The occupation movement has succeeded at calling attention to the social and economic inequalities that afflict the many. Where religious authorities and people filled with the Holy Spirit have participated, they have pointed out how the economic crisis is a spiritual crisis and a consequence of both personal and social sin -- the abandonment to greed and power by leaders who have forgotten the common good; who have justified concupiscence and inscribed wanton consumption into the regular patterns and practices of the global political economy; and who have even cheated this consumptive system to further aggrandize themselves and their cronies. To all this the occupiers have cried out with a loud voice: Repent!
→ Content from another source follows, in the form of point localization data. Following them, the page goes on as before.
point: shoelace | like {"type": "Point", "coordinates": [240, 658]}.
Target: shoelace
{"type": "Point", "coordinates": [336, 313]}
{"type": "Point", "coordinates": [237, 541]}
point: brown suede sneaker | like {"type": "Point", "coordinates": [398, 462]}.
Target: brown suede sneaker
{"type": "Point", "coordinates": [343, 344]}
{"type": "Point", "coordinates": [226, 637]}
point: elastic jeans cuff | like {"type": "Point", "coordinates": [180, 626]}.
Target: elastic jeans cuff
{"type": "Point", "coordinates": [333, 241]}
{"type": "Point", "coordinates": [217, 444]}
Turn back to God with all your heart! You, too, are a part of the sheepfold. You are not a wolf. Do no more harm to the flock! In the voice of Christians who join the occupation movement, the call from the 99 percent to the 1 percent becomes a call to conversion. It is a call to stop wounding the body of Christ and instead become the wounded body of Christ. I would have wanted so much to be there with the people, who, as I have written before, have the heart of the Good Shepherd who goes lovingly and with determination after the one sheep out of the hundred who has gone astray.
What is your opinion?
If a man has a hundred sheep and one of them goes astray,
will he not leave the ninety-nine in the hills
and go in search of the stray?
And if he finds it, amen, I say to you, he rejoices more over it
than over the ninety-nine that did not stray.
In just the same way, it is not the will of your heavenly Father
that one of these little ones be lost.